Monday, September 30, 2013

"...families are central to God's plan, and to the gospel, but sometimes we get too caught up with the Restoration and the Book of Mormon..."

Let's start backwards this week!
Yesterday was really nice at church. I may have mentioned before, but our bishop is very very, very missionary-minded, and it's awesome. 
It was the 5th Sunday, so all the Priesthood and Relief Society met together in the chapel. Bishop requested that we teach the Restoration lesson to the whole crowd, to help them understand how a first visit with missionaries would generally go. Then he encouraged all of them to invite us over to share all the missionary lessons with their families, hoping that if they do this, they will feel more comfortable inviting their friends to listen to our message, and the spirit of the lessons will maybe prompt them to be more bold and inviting. 
I felt kinda awkward teaching a lesson in front of 100ish people, but a member of the ward approached me after church and said that his favourite part of church that day was when we shared the lesson. So I felt pretty good after that. Also a girl from the ward is leaving on her mission to Oregon next week, so she gave her farewell talk, and also her dad and uncle spoke about their missions. They were all really good talks. 
Recently the bishop has had returned missionaries talk about what they learned from their missions, and converts talk about their story, just to get the ward more pumped about doing missionary work. Some of them have just talked about the fun or crazy stories from their missions, but the returned missionary talks yesterday were really spiritual and inspirational. 
Here's a cool thing: When planning out last week's district meeting, I felt like we need to focus on FAMILIES more in our missionary efforts; myself and missionaries in general. 
I taught/we discussed about how families are central to God's plan, and to the gospel, but sometimes we get too caught up with the Restoration and the Book of Mormon when talking to strangers about the gospel. So we all committed to spend more effort talking about eternal families, how the gospel and the church can strengthen and unify families, and so forth. 
When preparing this lesson, I realized how much Preach My Gospel talks about families in the section about finding people to teach. So, this week as we have had families in mind, praying to find families to teach and testify, and asking people about their families, we've seen quite a bit of success. 

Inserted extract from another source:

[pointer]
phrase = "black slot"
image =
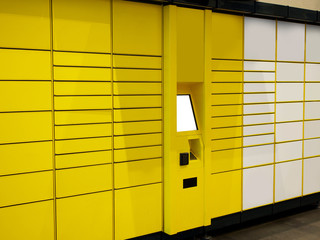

We have a few young mothers and fathers who want to learn more, and in a lesson with an investigator we decided to just sit down and ask him about his family, and he was really excited to talk about his kids and how he hopes to re-unite with them someday soon (divorced or something). 
The spirit is always there when talking to people about their families, according to Preach My Gospel and also my experience this week. You guys are probably bored by all this, but I found it amazing and miraculous how much we had been overlooking when it comes to families!
Other than that, this week hasn't been too eventful. We have spent quite a bit of time trying to contact inactive members on the ward list, and then knocking 10 doors on each side if the person isn't home or is not interested. Still amazes us how many people are technically members, and yet they have no recollection of the church. Some are a bit angry when we show up, others are really nice but not interested, and maybe one we met was super nice and maybe sort of interested--gave her a family proclamation and she said we could come back another day.
So yeah, the work is going pretty well. Small miracles here and there, tender mercies everywhere. Thanks for being such a great family! I canny wait to be with yous forever!
Photo: Smiling Jesus! Personally signed by Del Parsons, to a lady in our ward! 
Some story behind it, apparently she always wondered why there are none/few pictures of Jesus smiling. A friend of hers knew the artist, and bought her a copy. It amazes me how you can tell it's the same artist as the classic portrait of Jesus in red.